Ky had not suspected Gossin of being an Impossible Dreams fan; she seemed entirely too practical for that.
“Now,” Ky said with emphasis, “we have other concerns. It’s still just an hour program, right? Put it on a stick and anyone who wants can watch it in their off time.”
They settled again, with a chorus of “Yes, Admiral.”
“I’ve finished reading Colonel Greyhaus’ diary,” Ky said. “And I’m now sure of the date this base usually opens for the summer season. I expect someone will be coming before that, with intent to kill us. They’ll be looking for the earliest break in the weather, the very first time they can get transports in. But we don’t know which way they’ll be coming from or how many they’ll have. I’m going to try another skullphone call to the Rector today and see what she’s managed to find out.”

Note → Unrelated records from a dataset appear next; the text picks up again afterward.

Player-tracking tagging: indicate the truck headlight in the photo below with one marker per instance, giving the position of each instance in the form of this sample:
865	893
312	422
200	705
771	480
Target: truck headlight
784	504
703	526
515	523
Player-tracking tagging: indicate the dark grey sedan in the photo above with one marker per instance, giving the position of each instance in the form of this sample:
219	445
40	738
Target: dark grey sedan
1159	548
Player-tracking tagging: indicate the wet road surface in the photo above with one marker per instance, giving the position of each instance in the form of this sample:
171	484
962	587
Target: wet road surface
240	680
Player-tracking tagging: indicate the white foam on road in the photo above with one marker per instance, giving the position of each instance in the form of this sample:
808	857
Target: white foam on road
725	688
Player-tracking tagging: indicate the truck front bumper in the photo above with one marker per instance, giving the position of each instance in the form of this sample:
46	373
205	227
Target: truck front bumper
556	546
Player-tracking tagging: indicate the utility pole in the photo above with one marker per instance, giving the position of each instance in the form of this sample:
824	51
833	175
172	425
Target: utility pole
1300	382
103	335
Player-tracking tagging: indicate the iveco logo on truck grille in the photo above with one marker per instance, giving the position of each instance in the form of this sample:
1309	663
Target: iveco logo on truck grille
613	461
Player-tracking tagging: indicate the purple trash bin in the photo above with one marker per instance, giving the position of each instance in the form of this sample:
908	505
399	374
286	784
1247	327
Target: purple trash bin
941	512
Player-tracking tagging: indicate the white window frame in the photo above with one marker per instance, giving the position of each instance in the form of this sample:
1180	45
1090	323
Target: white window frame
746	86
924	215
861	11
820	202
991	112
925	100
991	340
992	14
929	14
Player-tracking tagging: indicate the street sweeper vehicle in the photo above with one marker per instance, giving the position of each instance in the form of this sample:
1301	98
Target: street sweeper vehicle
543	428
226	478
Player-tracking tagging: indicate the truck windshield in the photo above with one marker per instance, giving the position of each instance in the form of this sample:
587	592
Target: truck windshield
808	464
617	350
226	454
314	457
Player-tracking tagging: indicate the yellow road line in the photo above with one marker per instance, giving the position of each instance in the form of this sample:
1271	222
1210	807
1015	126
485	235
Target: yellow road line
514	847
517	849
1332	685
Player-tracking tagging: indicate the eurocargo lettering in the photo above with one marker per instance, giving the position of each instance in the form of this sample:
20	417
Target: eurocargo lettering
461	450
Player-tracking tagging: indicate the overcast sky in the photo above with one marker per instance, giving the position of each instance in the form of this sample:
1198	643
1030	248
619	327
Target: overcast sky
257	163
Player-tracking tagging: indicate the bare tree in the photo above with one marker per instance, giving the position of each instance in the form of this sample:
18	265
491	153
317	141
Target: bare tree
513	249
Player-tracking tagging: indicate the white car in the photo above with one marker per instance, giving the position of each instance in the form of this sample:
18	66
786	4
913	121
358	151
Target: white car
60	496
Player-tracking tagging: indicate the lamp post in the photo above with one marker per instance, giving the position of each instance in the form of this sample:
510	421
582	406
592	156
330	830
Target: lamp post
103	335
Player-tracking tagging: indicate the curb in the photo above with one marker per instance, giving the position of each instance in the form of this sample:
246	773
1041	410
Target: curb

“Do you want us to continue looking for more hidden spaces?” Staff Sergeant Gossin asked.
“Yes. Given the complexity of what we’ve seen, I’m certain there is more to this facility. We don’t have the right keys yet, is all. Staff Sergeant Kurin, any progress on decoding the weapons in the armory?”
“Not yet, Admiral. But we can dismantle them completely, bypassing the palm locks. It will take an estimated hour per weapon to take them apart and put them back together, and each one will have to be recalibrated.”
“Will that damage them?”
“Yes—they lose autolock-on-target and auto-zoom on the ’scope. Anything electronic goes when you tinker with the palm-ID lock. They’ll still fire, though, and the autoloader is mechanical, not electronic.”
“Go ahead. As many as you can. We’ll start training with them on the range as soon as you have enough for six.”
“Yes, sir. I’ll need Hazarika and Drosh.”
“Fine. Off you go.”
She made the rest of the day’s assignments, then went to her quarters to call Rafe, with Kamat standing guard outside the door.
In seconds after she sent the contact code, Rafe answered. “Well?”
“All’s well so far. What’s your situation?”
“Extreme frustration.” His report was organized, compact, dense with data. She let her implant take it, knowing she could replay later, and listened to the nuances of tone. He wasn’t just frustrated, he was seriously worried. So was she.
When he finished talking, Ky reported what she’d read in Greyhaus’ diary. “What about those marine cables? And how can I cut them off the satellite hookup? We need a broadband connection.”
“I know that. Cables—that’s hard connection, right? Optical or metal?”
“I don’t know. We haven’t tampered in case they can detect it.”